= 2026 Fijian local elections =

Municipal elections will be held in September 2026 in Fiji to elect members of various town councils. They will be the first local elections in the country since 2005. The elections were scheduled following increasing pressure by town councils over growing responsibility concerns.

==Background==
Local elections have not been held in Fiji since 2005, despite council members being elected to three-year terms. One million dollars were added to the Fiji national budget to assist in holding these elections. Elections were originally planned in 2023, but were never held. The organisation of the elections was criticised by Deputy Opposition Leader Parveen Bala.

There will be 13 municipal elections and a formula was used to determine how many councilors are assigned to each municipality. The Ministry of Local Government also held meetings on the number of seats on each council.

Voters will be able to use the same cards that they use in general elections, and the cards were updated to indicate eligibility for voters throughout June 2025.

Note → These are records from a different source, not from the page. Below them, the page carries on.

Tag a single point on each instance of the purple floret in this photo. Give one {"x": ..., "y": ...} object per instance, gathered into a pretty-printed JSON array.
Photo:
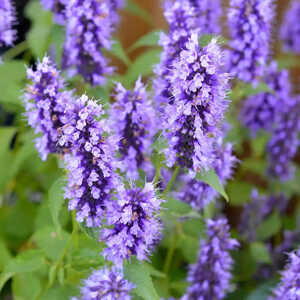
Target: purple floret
[
  {"x": 289, "y": 287},
  {"x": 199, "y": 194},
  {"x": 106, "y": 284},
  {"x": 290, "y": 29},
  {"x": 261, "y": 111},
  {"x": 91, "y": 177},
  {"x": 7, "y": 20},
  {"x": 133, "y": 120},
  {"x": 199, "y": 101},
  {"x": 181, "y": 17},
  {"x": 284, "y": 142},
  {"x": 47, "y": 107},
  {"x": 58, "y": 7},
  {"x": 210, "y": 277},
  {"x": 89, "y": 29},
  {"x": 136, "y": 227},
  {"x": 250, "y": 28}
]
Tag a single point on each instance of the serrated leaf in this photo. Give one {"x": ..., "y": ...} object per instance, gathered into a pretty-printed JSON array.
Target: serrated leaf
[
  {"x": 260, "y": 252},
  {"x": 210, "y": 177},
  {"x": 143, "y": 65},
  {"x": 39, "y": 35},
  {"x": 56, "y": 200},
  {"x": 148, "y": 40},
  {"x": 26, "y": 262},
  {"x": 137, "y": 273},
  {"x": 118, "y": 51},
  {"x": 135, "y": 9},
  {"x": 269, "y": 227}
]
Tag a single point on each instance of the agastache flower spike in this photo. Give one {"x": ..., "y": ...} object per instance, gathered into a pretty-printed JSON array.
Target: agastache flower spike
[
  {"x": 208, "y": 15},
  {"x": 7, "y": 20},
  {"x": 58, "y": 7},
  {"x": 289, "y": 287},
  {"x": 261, "y": 111},
  {"x": 89, "y": 29},
  {"x": 181, "y": 18},
  {"x": 91, "y": 178},
  {"x": 47, "y": 108},
  {"x": 106, "y": 284},
  {"x": 133, "y": 120},
  {"x": 136, "y": 227},
  {"x": 284, "y": 142},
  {"x": 210, "y": 277},
  {"x": 290, "y": 29},
  {"x": 250, "y": 29},
  {"x": 199, "y": 88},
  {"x": 197, "y": 193}
]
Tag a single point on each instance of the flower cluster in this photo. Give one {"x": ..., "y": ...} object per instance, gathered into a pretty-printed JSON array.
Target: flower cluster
[
  {"x": 210, "y": 276},
  {"x": 197, "y": 193},
  {"x": 259, "y": 208},
  {"x": 250, "y": 29},
  {"x": 106, "y": 284},
  {"x": 90, "y": 162},
  {"x": 47, "y": 108},
  {"x": 133, "y": 120},
  {"x": 136, "y": 227},
  {"x": 208, "y": 15},
  {"x": 7, "y": 19},
  {"x": 260, "y": 111},
  {"x": 289, "y": 287},
  {"x": 58, "y": 7},
  {"x": 284, "y": 142},
  {"x": 89, "y": 28},
  {"x": 181, "y": 18},
  {"x": 290, "y": 29},
  {"x": 199, "y": 88}
]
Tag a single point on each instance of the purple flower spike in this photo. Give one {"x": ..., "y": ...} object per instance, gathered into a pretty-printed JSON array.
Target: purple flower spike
[
  {"x": 89, "y": 29},
  {"x": 133, "y": 120},
  {"x": 181, "y": 17},
  {"x": 284, "y": 141},
  {"x": 90, "y": 164},
  {"x": 210, "y": 276},
  {"x": 136, "y": 225},
  {"x": 106, "y": 284},
  {"x": 58, "y": 7},
  {"x": 250, "y": 28},
  {"x": 199, "y": 88},
  {"x": 7, "y": 20},
  {"x": 47, "y": 108},
  {"x": 197, "y": 193},
  {"x": 261, "y": 111},
  {"x": 289, "y": 287},
  {"x": 290, "y": 30},
  {"x": 208, "y": 15}
]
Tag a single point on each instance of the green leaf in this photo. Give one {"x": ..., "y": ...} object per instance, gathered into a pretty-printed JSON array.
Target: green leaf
[
  {"x": 148, "y": 40},
  {"x": 269, "y": 227},
  {"x": 56, "y": 200},
  {"x": 260, "y": 252},
  {"x": 263, "y": 291},
  {"x": 39, "y": 35},
  {"x": 213, "y": 180},
  {"x": 143, "y": 65},
  {"x": 48, "y": 240},
  {"x": 137, "y": 10},
  {"x": 137, "y": 273},
  {"x": 26, "y": 262},
  {"x": 118, "y": 51}
]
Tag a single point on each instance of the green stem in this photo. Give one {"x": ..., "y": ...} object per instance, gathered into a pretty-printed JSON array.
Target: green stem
[
  {"x": 171, "y": 182},
  {"x": 13, "y": 52},
  {"x": 170, "y": 253}
]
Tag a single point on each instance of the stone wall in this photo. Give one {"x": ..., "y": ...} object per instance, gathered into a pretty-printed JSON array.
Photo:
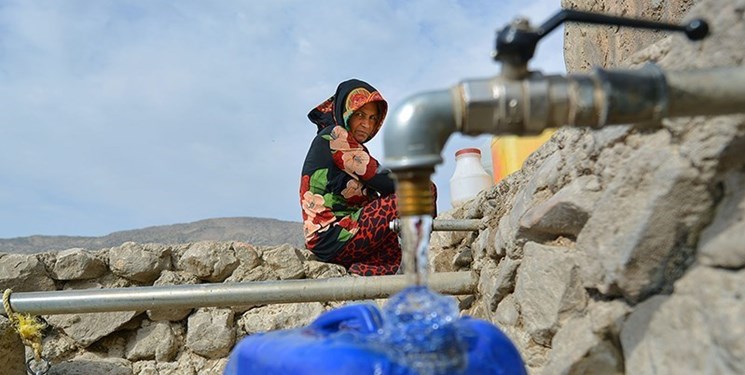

The Electoral (Local Government Elections) Regulations 2025 was approved by the Cabinet of Fiji on 19 August 2025, to replace the 1972 act of the same name. The Supervisor of Elections, Ana Mataiciwa, stated that it was unlikely that elections would be held in 2025 due to the small period of preparation time, but was confident that they would occur in 2026 if not by 2025. In December 2025, it was announced that the local elections would be scheduled for September 2026, with an exact date to be determined later.

==Electoral system==
The election will be held using the first past the post system, where the candidate with the most votes wins. 141 total councillors will be elected, with voter registration opening on April 13. Candidate registration will open on the same day.